All puns aside, the cucumber family - Cucurbitaceae in Botanical Latin), dominates the late summer vegetable garden. Given the familiarity and diversity of the countless of varieties of Cucurbits in our diets and decor (think: squash, cucumbers, pumpkins, melons and gourds) one might assume that there are hundreds and hundreds of species given the diversity, but don't let that riot of color, texture, flavor and usefulness mislead you - although taxonomists argue as to precisely how may species there actually are, what I found most interesting, was what I didn't know about Cucurbitaceae.
I knew much already - that cucumbers are related to watermelons, and that all including squashes and pumpkins are considered cucurbits, but I found the fact that not all share the same genus and species, more than a little interesting. Even more curious, was that I often confused the details, as the genus of some, sounded similar, so here is a primer to the family Cucurbitaceae (don't worry, not too geeky, just a few facts to make you sound smaht.).
Not all Curcurbita are the same.
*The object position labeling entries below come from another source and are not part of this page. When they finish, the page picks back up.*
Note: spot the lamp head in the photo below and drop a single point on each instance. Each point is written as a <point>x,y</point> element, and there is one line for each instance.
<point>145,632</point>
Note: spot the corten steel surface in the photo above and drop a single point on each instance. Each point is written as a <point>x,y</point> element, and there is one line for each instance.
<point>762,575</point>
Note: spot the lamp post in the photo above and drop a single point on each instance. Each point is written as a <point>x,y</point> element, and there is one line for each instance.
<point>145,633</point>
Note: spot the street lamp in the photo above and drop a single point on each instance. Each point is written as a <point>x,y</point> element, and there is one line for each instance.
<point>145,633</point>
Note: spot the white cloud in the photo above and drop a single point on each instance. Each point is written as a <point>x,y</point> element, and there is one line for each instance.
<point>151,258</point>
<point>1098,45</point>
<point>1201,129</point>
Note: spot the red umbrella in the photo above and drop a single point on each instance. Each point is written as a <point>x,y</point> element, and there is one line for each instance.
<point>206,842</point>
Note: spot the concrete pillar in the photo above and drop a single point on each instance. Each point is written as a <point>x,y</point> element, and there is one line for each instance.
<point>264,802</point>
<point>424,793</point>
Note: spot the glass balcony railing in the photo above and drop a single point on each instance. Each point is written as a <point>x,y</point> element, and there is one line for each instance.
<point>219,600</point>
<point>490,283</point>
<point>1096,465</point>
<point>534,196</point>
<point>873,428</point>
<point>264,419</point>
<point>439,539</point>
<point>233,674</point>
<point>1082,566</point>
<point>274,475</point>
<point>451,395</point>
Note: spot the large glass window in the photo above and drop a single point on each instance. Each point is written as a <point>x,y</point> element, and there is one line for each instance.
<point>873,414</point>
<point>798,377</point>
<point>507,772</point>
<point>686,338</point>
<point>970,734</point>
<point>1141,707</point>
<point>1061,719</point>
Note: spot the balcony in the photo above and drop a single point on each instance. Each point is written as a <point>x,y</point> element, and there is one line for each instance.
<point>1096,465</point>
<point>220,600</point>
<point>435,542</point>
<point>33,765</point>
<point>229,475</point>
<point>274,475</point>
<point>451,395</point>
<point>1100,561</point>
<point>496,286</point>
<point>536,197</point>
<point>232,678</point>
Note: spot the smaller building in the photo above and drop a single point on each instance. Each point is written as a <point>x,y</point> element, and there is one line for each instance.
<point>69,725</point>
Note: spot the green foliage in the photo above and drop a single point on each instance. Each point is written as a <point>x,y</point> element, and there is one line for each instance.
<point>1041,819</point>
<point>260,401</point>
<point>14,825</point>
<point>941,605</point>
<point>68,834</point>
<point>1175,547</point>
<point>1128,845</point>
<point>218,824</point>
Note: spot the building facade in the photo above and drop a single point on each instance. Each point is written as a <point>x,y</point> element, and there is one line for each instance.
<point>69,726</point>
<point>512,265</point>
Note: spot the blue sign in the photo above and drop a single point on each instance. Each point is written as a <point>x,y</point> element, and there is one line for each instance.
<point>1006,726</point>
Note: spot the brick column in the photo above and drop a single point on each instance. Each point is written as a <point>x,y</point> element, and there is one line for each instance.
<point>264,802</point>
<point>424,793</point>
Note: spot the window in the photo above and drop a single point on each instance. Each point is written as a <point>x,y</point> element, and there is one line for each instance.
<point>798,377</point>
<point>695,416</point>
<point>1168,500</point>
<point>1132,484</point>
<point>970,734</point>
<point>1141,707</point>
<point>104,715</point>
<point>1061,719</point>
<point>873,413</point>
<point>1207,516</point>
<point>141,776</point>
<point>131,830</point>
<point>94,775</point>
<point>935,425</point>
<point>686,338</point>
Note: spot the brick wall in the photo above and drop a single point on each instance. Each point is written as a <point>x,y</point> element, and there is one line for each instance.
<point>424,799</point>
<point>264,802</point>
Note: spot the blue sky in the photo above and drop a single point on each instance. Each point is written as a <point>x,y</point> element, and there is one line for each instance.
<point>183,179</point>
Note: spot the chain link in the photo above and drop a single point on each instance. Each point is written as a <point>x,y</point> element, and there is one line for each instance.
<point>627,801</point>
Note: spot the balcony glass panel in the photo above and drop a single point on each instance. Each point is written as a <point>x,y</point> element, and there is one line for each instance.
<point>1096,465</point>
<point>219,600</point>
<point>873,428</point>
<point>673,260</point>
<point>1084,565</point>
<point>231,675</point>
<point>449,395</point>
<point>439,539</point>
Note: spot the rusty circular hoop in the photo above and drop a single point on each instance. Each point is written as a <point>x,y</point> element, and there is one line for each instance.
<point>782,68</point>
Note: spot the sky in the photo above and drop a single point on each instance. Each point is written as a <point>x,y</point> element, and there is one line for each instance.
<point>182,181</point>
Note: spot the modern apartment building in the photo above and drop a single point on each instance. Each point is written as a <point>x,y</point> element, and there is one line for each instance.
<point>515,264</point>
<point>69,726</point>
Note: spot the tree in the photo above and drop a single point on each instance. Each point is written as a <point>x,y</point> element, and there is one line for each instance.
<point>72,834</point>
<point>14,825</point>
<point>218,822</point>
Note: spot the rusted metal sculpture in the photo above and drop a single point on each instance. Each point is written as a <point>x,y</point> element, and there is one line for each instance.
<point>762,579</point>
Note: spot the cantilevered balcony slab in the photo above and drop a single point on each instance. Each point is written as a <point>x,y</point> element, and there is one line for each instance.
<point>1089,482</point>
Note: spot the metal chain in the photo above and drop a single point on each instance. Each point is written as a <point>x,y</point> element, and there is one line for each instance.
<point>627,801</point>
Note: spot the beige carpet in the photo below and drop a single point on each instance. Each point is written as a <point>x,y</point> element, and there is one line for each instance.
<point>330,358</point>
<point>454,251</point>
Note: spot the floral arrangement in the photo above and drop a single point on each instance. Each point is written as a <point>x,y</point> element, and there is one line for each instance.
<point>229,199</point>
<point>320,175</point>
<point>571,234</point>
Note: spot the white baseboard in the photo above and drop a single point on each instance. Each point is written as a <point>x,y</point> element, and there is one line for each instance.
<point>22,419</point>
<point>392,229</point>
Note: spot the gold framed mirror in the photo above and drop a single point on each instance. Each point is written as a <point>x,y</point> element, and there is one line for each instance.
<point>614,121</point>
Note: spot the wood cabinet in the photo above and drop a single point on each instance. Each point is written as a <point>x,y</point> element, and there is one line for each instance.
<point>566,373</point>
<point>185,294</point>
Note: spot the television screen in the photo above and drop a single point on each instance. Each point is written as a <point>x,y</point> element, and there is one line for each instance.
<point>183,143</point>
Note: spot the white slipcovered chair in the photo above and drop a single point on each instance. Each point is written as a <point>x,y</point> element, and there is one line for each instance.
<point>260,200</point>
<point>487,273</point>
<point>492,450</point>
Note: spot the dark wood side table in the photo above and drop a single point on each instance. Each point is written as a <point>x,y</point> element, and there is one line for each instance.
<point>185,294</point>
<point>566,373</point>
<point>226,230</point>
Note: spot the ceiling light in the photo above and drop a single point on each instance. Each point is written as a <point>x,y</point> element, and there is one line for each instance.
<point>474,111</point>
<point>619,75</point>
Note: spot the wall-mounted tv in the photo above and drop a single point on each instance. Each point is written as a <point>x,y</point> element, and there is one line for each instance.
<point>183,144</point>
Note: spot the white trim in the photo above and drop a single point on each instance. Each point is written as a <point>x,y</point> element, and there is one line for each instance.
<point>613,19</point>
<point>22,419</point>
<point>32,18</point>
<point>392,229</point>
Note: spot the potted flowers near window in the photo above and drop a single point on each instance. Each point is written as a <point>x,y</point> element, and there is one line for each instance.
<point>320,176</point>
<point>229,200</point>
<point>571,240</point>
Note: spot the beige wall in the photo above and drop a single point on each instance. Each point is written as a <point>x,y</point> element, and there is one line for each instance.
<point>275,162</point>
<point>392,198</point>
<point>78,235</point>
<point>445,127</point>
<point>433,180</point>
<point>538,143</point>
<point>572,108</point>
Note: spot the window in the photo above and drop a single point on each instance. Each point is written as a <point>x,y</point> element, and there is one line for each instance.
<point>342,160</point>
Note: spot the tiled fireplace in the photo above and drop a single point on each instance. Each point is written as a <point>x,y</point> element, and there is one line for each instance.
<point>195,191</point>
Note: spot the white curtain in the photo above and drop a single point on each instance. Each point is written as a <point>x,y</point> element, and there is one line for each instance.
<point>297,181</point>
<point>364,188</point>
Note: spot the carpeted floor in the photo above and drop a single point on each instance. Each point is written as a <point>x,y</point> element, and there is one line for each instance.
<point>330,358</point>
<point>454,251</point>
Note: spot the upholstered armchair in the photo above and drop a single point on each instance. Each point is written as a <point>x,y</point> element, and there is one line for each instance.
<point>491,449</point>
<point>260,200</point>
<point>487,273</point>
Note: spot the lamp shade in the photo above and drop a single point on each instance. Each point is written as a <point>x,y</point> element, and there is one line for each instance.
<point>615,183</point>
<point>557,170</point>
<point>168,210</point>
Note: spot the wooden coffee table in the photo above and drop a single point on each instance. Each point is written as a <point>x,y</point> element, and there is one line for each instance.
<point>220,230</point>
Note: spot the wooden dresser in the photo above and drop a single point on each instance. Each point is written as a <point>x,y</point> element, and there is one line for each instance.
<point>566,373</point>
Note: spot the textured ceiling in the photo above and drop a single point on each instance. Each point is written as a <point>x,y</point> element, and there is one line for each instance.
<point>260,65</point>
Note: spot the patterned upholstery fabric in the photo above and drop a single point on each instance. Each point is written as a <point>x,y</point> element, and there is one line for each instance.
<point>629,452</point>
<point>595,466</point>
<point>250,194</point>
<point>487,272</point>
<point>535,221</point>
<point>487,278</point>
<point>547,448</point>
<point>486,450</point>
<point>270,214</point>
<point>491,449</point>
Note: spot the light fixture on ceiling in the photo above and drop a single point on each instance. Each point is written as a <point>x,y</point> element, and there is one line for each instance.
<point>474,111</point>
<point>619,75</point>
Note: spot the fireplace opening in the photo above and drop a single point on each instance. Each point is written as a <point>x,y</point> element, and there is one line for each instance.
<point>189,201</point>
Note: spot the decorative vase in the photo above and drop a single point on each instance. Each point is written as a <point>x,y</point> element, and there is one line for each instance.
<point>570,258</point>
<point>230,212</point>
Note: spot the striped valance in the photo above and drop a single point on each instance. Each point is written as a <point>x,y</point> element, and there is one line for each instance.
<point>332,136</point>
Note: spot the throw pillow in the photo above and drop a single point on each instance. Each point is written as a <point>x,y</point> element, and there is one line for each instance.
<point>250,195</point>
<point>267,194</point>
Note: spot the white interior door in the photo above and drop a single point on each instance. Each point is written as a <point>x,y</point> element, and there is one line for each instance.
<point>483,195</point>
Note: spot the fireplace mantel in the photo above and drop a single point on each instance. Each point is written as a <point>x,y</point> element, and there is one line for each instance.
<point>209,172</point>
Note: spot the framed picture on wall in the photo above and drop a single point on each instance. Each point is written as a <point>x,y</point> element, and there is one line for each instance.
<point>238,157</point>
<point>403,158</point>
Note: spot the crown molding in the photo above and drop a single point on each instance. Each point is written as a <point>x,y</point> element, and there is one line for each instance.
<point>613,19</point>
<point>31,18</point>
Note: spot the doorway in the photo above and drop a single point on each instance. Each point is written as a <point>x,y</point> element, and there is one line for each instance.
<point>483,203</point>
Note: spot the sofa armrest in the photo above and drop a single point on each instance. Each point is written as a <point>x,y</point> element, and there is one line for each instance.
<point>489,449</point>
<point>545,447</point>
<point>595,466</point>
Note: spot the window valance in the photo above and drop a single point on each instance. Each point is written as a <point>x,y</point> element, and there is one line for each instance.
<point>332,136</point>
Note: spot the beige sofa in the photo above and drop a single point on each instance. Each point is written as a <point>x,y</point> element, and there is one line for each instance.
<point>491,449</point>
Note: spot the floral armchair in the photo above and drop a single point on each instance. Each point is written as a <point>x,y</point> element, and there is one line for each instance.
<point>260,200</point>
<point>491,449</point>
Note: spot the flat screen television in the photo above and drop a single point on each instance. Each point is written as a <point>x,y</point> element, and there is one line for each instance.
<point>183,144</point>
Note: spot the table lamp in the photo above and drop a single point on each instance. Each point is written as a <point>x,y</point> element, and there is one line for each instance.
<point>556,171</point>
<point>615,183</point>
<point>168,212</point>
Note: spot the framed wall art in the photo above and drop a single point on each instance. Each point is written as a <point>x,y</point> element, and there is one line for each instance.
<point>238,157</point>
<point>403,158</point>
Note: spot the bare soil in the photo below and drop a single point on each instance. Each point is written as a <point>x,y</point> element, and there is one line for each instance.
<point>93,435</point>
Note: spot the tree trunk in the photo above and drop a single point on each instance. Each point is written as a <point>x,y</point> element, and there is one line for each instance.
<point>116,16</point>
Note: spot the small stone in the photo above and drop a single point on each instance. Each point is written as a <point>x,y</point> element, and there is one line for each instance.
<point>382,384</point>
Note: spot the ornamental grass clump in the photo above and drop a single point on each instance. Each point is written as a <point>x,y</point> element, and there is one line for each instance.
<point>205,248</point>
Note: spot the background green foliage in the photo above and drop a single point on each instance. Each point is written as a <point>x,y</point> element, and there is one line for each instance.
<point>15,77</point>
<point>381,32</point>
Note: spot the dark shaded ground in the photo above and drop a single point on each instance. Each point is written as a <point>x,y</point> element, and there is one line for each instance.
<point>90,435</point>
Sure, they are related, but when one begins to look at the actual Latin names of familiar ones (like Luffa Squash, and cucumbers which I had already assumed were from a different genus, but I never knew that Cucurbita was not only Latin for 'gourd' and a term used to group all those within the plant Family Cucurbitaceae, but that it is also a Genus itself, and one which should never be confused with the genus Cucumis, the genus which includes Muskmelons (Cucumis melo) - which, are grouped along with cucumbers (Cucumis sativis), while Watermelons are a completely different genus altogether (although, one may think that they were closer to cucumbers than muskmelons are.).